Le Sybert [1] a aidé, cette année, l’achat de deux fois plus de composteurs individuels que l’an dernier. Il suit, depuis quelques mois, trente foyers vivant en appartement ayant choisi le lombricompostage. Son objectif, à brève échéance, est de permettre à chacun de pouvoir composter selon ses possibilités, notamment en habitat collectif.
En février prochain, un nouveau point d’apport volontaire entrera en service au Foyer de jeunes travailleurs de la Cassotte qui va disposer d’un composteur électromécanique expérimental. 300 à 500 familles des Chaprais sont potentiellement concernées. L’équipement s’ajoutera à celui déjà en activité à Battant dans un jardin partagé associatif. Après une trentaine cette année, cinquante copropriétés s’y mettront l’an prochain.

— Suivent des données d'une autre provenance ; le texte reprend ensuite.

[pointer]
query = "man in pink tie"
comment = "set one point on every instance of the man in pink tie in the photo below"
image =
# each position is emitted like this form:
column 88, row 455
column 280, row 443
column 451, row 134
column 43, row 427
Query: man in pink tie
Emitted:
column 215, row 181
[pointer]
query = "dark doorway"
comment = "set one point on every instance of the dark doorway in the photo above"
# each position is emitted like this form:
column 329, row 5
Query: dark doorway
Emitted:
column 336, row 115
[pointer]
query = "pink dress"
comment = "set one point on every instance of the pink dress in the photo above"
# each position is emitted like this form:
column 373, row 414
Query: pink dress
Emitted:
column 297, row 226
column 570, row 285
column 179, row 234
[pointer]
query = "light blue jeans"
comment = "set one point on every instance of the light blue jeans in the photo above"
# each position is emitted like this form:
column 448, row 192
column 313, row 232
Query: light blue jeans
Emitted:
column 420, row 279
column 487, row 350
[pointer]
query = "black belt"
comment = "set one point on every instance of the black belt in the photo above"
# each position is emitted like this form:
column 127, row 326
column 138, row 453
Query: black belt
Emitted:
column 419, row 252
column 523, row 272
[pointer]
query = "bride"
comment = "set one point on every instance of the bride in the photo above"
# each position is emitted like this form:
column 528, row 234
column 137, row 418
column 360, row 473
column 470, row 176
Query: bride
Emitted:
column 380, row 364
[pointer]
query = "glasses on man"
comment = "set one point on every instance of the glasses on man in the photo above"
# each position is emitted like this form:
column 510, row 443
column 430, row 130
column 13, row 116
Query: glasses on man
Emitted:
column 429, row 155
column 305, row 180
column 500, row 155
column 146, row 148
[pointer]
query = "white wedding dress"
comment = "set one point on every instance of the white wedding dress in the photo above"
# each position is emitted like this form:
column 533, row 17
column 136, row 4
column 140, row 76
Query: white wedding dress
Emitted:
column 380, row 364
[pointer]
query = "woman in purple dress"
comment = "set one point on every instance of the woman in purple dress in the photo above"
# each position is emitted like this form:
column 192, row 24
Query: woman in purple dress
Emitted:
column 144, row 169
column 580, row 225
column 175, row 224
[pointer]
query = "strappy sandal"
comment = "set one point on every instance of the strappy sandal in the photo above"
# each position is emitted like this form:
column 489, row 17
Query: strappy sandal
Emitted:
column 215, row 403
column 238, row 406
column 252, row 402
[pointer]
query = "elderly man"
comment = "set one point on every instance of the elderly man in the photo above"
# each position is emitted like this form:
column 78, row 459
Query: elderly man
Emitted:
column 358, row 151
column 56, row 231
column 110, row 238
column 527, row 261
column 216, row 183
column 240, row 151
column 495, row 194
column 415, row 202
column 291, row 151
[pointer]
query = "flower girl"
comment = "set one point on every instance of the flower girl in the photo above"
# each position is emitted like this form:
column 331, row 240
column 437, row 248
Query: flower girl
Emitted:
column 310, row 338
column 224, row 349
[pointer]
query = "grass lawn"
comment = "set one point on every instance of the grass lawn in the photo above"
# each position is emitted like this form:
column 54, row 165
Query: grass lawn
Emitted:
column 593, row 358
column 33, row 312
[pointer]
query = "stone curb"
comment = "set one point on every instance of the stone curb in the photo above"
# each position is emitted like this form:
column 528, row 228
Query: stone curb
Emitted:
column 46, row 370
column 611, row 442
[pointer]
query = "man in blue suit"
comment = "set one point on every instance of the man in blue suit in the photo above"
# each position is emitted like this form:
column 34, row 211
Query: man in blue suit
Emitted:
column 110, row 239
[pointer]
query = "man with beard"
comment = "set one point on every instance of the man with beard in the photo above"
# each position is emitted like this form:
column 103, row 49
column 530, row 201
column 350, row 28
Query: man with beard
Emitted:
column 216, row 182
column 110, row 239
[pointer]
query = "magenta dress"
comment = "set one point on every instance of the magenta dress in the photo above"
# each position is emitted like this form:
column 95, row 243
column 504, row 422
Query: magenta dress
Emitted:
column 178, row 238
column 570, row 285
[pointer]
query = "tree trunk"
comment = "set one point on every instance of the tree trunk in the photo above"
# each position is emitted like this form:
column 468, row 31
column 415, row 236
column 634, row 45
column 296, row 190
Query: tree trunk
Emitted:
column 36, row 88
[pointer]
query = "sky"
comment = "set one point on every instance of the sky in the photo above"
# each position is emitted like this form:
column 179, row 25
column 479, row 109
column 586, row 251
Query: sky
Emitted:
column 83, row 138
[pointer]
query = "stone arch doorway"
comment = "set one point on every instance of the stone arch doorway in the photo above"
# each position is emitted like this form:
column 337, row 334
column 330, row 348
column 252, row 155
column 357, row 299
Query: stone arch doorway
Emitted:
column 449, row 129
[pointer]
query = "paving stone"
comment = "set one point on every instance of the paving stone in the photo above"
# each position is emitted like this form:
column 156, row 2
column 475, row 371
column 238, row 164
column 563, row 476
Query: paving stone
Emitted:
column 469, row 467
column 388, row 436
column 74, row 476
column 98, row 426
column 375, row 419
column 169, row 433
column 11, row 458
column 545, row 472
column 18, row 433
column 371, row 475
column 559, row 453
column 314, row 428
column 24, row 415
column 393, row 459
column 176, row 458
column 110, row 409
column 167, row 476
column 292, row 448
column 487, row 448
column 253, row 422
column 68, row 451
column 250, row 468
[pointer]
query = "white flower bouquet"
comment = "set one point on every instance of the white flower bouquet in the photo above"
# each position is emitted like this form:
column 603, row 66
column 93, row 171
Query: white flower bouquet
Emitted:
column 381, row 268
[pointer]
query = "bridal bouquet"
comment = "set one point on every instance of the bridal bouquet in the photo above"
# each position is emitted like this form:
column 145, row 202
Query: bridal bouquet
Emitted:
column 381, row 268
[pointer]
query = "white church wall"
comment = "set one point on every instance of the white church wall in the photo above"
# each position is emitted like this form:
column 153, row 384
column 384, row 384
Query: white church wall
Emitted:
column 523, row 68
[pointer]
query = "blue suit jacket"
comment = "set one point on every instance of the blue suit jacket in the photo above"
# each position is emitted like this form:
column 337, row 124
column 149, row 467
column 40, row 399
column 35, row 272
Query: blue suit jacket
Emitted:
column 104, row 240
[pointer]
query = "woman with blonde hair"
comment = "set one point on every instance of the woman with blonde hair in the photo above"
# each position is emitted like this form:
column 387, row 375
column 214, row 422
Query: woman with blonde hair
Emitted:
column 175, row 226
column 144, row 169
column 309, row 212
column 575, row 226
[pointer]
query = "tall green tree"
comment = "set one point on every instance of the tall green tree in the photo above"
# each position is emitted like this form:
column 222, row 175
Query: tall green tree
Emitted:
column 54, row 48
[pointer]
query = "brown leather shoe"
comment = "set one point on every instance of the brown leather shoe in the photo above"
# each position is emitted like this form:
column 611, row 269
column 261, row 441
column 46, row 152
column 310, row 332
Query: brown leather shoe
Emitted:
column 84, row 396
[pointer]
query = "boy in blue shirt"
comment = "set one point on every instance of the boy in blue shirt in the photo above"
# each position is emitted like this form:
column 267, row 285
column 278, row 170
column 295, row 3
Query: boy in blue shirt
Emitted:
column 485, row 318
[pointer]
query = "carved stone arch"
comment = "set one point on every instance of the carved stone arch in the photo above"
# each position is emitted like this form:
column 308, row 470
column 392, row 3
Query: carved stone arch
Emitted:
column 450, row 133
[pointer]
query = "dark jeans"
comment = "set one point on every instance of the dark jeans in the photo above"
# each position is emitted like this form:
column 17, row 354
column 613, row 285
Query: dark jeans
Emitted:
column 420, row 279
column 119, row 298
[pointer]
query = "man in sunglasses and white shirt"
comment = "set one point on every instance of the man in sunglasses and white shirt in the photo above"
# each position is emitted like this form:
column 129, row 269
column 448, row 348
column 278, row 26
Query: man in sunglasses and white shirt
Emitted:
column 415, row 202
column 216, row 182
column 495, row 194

La marge de progression est énorme : il y a un millier de copropriétés sur Besançon. « On est au début du processus », dit Paul-Marie Guinchard, délégué régional de l’Ademe. « Dans ma copropriété, on est 58, on va s’y mettre, une dizaine de volontaires ont été identifiés, on paiera le gardien pour s’en occuper ».
Au 17, avenue Villarceau, on s’y est mis au printemps dernier. « On a lancé l’idée à deux après avoir vu un document sur le compost collectif », dit Cécile Thiriet. « Le jardin en usage partagé s’y prêtait bien, on a fait un apéro pour en parler avec les voisins... » Sandrine Renaud, chargée de prévention des déchets au Sybert, a accompagné ce petit monde avec des conseils et du matériel. Ils sont maintenant huit sur dix à apporter leur « bio-seau » d’épluchures au composteur situé sur une allée passante. Cécile Thiriet et sa voisine Karine Anguenot assurent le suivi, apprennent en avançant : « On a senti cet été, à l’odeur, qu’on n’avait pas assez remué, on a aussi compris qu’il fallait autant de broyat que de déchets... » Le broyat a d’abord été fourni par le Sybert, mais la copropriété songe à garder, à l’avenir, les restes de taille des arbustes...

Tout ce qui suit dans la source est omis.